Paylaş
HEMEN herkes yapar da, daha çok gençlerin, öğrencilerin ádetidir; yılbaşlarında bütün yıl için geçerli olacağına inanılan kararlar alınır: serserilik bırakılacak, derslere çalışılacak, ciddi kitap okunacak falan.
Sonuna kadar götürülemese ve hatta hiç uygulanamasa da, insanların yılbaşı vesilesiyle yakın geçmişi şöyle bir değerlendirip geleceğe ilişkin kararlar almaları hiç yararsız değildir.
Devletlerin de.
Bunu kurallaştırmış olanlar da var. Örneğin, Amerika Birleşik Devletleri'nin başkanı, her ocak ayının 20'sinde ‘‘Birliğin Durumu’’ mesajıyla bu çeşit bir değerlendirme yapıp ulusal rotayı çizer.
Türkiye'de, Başbakan yasama yılı başlarken, Cumhurbaşkanı da takvim yılı başında aynı geleneği kursalar fena mı olur?
Onlar yapmasalar da, yapan çoktur. Vatandaş, devletinin ‘‘gidişat’’ını değerlendirip birtakım sonuçlar çıkarmadan edemez.
Bugünlerde, halk arasında konuşulanlara kulak kabartınca, ülkenin dışta çizdiği grafikten kaynaklanan hayal kırıklığını ve bunun yarattığı özlemi dile getiren sözler duymamak imkánsız. İnsanımız, ‘‘dünya devletiyiz’’ gibi iri sözler işitip sonra da olur olmaz vesilelerle itilip kakılan bir devletin vatandaşı olmaktan sıkılıyor. O çeşit lafları ya hiç etmemeli veya edince de gereğini yapmalı. Örneğin, parlamentolarında ‘‘Ermeni soykırımı’’na ilişkin karar taslakları dolaşan devletlerin hükümetlerine daha ciddi uyarılar gerek. Bir ‘‘dünya devleti’’nin dostluğuna ve ilişkisine önem veren herhangi bir ülkenin hükümeti, iç siyasal dengeleri ve sistemi ne olursa olsun, ne yapıp yapıp bu girişimleri önlemek, önleyemezse de sonucuna katlanmak zorundadır.
Bunu sağlayamayan Türk devlet adamları ise, ettikleri iri laflardan ötürü vatandaşlarından özür dilemelidirler. Önümüzdeki günlerde Fransa örneği, bu konuda, hem o ülke, hem de Türk hükümeti açısından önemli bir sınav olacak.
Vatandaş, sabah akşam Avrupa sözü edilen bir ülkede Avrupa devletlerinin konsolosluk kapılarında vize dilenmekten de bıkmıştır.

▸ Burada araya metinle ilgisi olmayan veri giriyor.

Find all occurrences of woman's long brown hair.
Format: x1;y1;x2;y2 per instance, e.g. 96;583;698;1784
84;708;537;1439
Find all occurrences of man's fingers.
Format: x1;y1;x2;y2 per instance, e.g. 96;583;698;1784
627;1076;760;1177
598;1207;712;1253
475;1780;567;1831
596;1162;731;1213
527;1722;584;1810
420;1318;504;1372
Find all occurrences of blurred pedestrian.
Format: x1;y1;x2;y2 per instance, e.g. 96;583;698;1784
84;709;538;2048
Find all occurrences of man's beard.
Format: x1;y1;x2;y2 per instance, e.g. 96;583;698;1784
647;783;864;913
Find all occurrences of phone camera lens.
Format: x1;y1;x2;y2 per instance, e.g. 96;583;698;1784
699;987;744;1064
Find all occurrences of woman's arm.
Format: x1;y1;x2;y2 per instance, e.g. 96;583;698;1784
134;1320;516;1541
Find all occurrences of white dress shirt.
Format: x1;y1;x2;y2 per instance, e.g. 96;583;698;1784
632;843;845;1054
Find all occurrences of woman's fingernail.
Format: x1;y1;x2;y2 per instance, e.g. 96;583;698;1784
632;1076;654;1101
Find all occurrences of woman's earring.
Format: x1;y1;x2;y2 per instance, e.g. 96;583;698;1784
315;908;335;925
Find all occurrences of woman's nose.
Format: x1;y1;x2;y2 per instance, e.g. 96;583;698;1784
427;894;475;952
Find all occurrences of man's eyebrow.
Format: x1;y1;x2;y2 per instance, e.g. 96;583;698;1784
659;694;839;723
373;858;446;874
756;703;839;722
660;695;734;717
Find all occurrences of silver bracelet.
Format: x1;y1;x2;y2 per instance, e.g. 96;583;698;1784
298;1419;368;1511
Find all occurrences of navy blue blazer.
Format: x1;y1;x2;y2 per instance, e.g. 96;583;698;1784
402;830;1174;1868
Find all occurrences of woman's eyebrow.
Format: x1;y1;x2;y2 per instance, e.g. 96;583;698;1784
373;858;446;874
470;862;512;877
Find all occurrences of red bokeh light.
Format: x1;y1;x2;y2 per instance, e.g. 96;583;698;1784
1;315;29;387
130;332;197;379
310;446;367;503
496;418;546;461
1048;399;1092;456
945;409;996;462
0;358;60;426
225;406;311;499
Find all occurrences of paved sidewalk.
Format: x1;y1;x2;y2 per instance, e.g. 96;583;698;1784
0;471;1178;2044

Ankara hükümetinin, tam üyelik gibi Kaf Dağı'nın ardındaki hayaller peşinde koşmak yerine, çok daha yakın ve somut amaçlara yönelmesi gerekmez mi?
Evet, Gümrük Birliği malların serbest dolaşımını getirdi ve kapitaller de yeni dünya düzeninde serbestçe dolaşabiliyor; peki, hizmetler ve insanlar? Mal üreten Türk, reklam, satış bağlantısı ve benzer amaçlar için, ürettiği malın peşinden serbestçe Avrupa'ya gidemiyor; üç aylık vize için binbir formalite ve engelle kendisine kan kusturuluyor. ‘‘Tam üyeliği alın da başınıza çalın; ülkenize insan akımını büsbütün serbest bırakmayabilirsiniz de; ama sizinle Gümrük Birliği imzalamış ve Katılım Ortaklığı ilişkisine girmiş bir devletin insanlarına bu eziyet niye?’’ diye sormak, ilk adım olarak Schengen vizesinde Türk vatandaşları lehine ayrıcalık ve kolaylıklar istemek de mi çok zordur?
Bunu bile beceremeyenlerin on para etmez toplantılarda boy gösterip Avrupa adaylığı taslamaya hakları olabilir mi?